PEDRO LIMA VENCE O MASTER EM GAÍBU.


Venceu agora a pouco a principal categoria do circuito ASMPE, a MASTER, o surfista Pedro Lima, grande competidor das décadas de 80/90 que continua dando show no surf. Muito concentrado Pedrinho recusou até a chamada da organização para falar antes da bateria e ficou isolado enquanto os outros competidores davam entrevista. Pedro Lima que venceu a última seletiva brasileira na Bahia estava inspirado com manobras perfeitas e aproveitando a vala do canal de Gaíbu para detonar seus adversários. Muito feliz ao final da bateria ele parecia não acreditar que conseguiu fechar o ano com duas vitórias importantes. O evento foi muito disputado em todas as categorias e fechou com chave de ouro o ano de 2013 realizando as etapas prometidas e prestando uma grande homenagem ao pioneiro do surf em Pernambuco Fernando Paiva Melo, o MURRINHA que pessoalmente recebeu sua homenagem.Muitos acontecimentos ainda serão narrados na nossa cobertura completa que começa hoje e vai até a terça feira. Cobertura especial que teve o apoio da SeteMilhas


Numa final com atletas de 04 estados, Pedro Dos Santos Lima sabia que tinha de fazer o seu melhor, e foi com manobras como essa que ele venceu a etapa Master de Gaíbu. Usando todo seu conhecimento do pico ele se colocou na vala do canal e fez por duas vezes as notas que precisava usando aquele trilho.Foi o que a gente já tinha mostrado e falado, o fundo de Gaíbu foi um dos melhores do inverno e mesmo no verão funcionou perfeito para competição. Acelera BIAL
 

 

SÁBADO  14 DE DEZEMBRO 2013

MICK FANNING É O REI DO SURF


O australiano Mick Fanning, 32 anos, é o campeão mundial do ASP World Tour 2013. Mas, depois do título confirmado nas quartas de final, quem brilhou foi Kelly Slater, 41, que comandou o espetáculo no mar clássico do sábado de sol, praia lotada e ondas épicas de 10-15 pés para fechar o Billabong Pipe Masters em memória a Andy Irons. Ele ganhou a única nota 10 do dia na semifinal e também surfou tubos incríveis de backside na grande final contra o jovem havaiano John John Florence, 21 anos, para festejar sua sétima vitória no maior palco do esporte.
Mick Fanning confirmou o tricampeonato antes de Slater ganhar o Pipe Masters (Foto: Kelly Cestari / ASP)

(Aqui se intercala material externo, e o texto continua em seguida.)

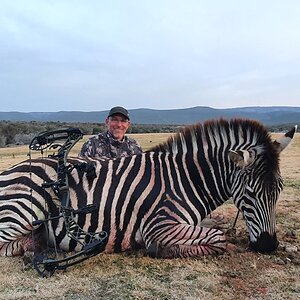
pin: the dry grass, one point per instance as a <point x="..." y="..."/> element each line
<point x="235" y="275"/>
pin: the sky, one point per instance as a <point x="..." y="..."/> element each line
<point x="91" y="55"/>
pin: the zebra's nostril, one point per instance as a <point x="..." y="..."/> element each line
<point x="266" y="243"/>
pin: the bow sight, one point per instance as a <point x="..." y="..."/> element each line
<point x="62" y="141"/>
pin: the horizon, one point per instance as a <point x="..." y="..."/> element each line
<point x="166" y="109"/>
<point x="79" y="56"/>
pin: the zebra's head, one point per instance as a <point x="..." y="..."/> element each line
<point x="256" y="188"/>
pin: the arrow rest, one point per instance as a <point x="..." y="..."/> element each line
<point x="63" y="140"/>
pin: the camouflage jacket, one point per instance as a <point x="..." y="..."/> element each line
<point x="104" y="145"/>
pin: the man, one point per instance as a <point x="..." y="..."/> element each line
<point x="113" y="143"/>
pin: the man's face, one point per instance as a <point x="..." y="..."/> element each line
<point x="117" y="125"/>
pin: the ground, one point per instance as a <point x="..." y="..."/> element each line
<point x="238" y="274"/>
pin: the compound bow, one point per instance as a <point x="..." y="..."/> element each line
<point x="92" y="242"/>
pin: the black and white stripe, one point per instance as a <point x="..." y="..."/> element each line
<point x="157" y="199"/>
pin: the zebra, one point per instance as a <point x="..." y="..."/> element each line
<point x="155" y="200"/>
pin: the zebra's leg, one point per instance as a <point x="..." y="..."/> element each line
<point x="27" y="245"/>
<point x="184" y="240"/>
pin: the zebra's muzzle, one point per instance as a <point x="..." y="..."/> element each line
<point x="266" y="243"/>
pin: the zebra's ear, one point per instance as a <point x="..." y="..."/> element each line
<point x="242" y="158"/>
<point x="282" y="142"/>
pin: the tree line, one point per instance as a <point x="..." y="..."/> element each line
<point x="20" y="133"/>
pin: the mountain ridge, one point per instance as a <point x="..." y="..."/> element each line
<point x="269" y="115"/>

Mick Fanning confirmou o tricampeonato antes de Slater ganhar o Pipe Masters (Foto: Kirstin Scholtz/ASP)

Esse era o único resultado que Slater precisava para conseguir o 12.o título mundial, mas Fanning também atingiu seu objetivo que era vencer duas baterias para alcançar imbatíveis 34.400 pontos no ranking e entrar no seleto grupo de tricampeões mundiais no ASP Tour. E as duas vitórias foram dramáticas, só conquistadas no final das baterias totalmente lideradas pelos seus dois primeiros adversários nas grandes ondas do sábado em Pipeline.

“Eu nunca imaginei em fazer parte de uma lista com nomes como Tom Curren e Andy Irons”, disse Mick Fanning. “O Tom (Curren) é como um enigma e foi fundamental para injetar estilo no nosso esporte. E o Andy (Irons) … o que dizer sobre o Andy! Ele era uma lenda e um bom amigo. Sinto-me honrado e feliz por fazer parte deste grupo”.

No primeiro duelo do dia, o mar estava difícil ainda, com as ondas fechando e o norte-americano C. J. Hobgood liderou com duas notas médias. Mick Fanning caiu no drop em todas as tentativas e só conseguiu surfar seu primeiro tubo quando faltavam menos de 2 minutos para o término. Só que foi um tubaço incrível que valeu nota 9,5 e a virada no placar para 12,00 a 10,50 pontos, somando 2,5 da sua segunda maior nota na bateria.

“Não foi fácil”, suspirou aliviado, Mick Fanning. “Se você quer ganhar um título mundial , você tem que arriscar tudo. Eu fiquei atrás por 28 minutos da bateria, até entrar a joia do dia. Eu ouvi todos assobiando na praia e sabia que ia ser uma boa. Ela já entrou rodando no segundo reef e eu estava no lugar certo pra pegar o tubo. Foi um momento mágico pra mim”.

DECISÃO DO TÍTULO – Precisava vencer mais uma, contra o australiano que o mandou para a repescagem, Yadin Nicol, na primeira quarta de final. Antes desse confronto que definiu o campeão do ASP Tour 2013, o paulista Miguel Pupo também surfou um expresso em Banzai Pipeline para despachar o francês Jeremy Flores com a maior nota do dia até ali, 9,77. Depois começou mais uma decisão para Mick Fanning e ele largou na frente com um bom tubo nota 7,33. Mas, Yadin Nicol que ainda tinha chance de ganhar a última vaga no WCT 2014 se vencesse o Pipe Masters, pegou duas ondas seguidas muito boas para tirar notas 9,33 e 7,57.

Com elas, conseguiu uma boa vantagem de 9,57 pontos e novamente o tempo foi passando para Mick Fanning, mas nos minutos finais entrou a série e ele surfou outro tubo espetacular para a praia toda ficar em suspense pela divulgação da nota. Demorou um pouco e saiu 9,70, confirmando por 17,03 a 16,90 pontos o terceiro título mundial da ASP para o australiano que tinha conquistado os outros dois dele na etapa brasileira do WCT, quando ela era disputada em Imbituba, Santa Catarina, em 2007 e 2009.

“O título mundial é algo que leva um ano inteiro, mas às vezes parece se resumir ao último dia da etapa final”, disse Fanning. “Eu sabia do que precisava fazer e se a oportunidade surgisse, eu saberia o que fazer. Essa oportunidade só veio no final das duas baterias hoje e é uma sensação incrível conseguir isso assim. Competi durante o ano todo e conquistar o título em um dia com condições clássicas como este em Pipeline, o torna muito mais especial”.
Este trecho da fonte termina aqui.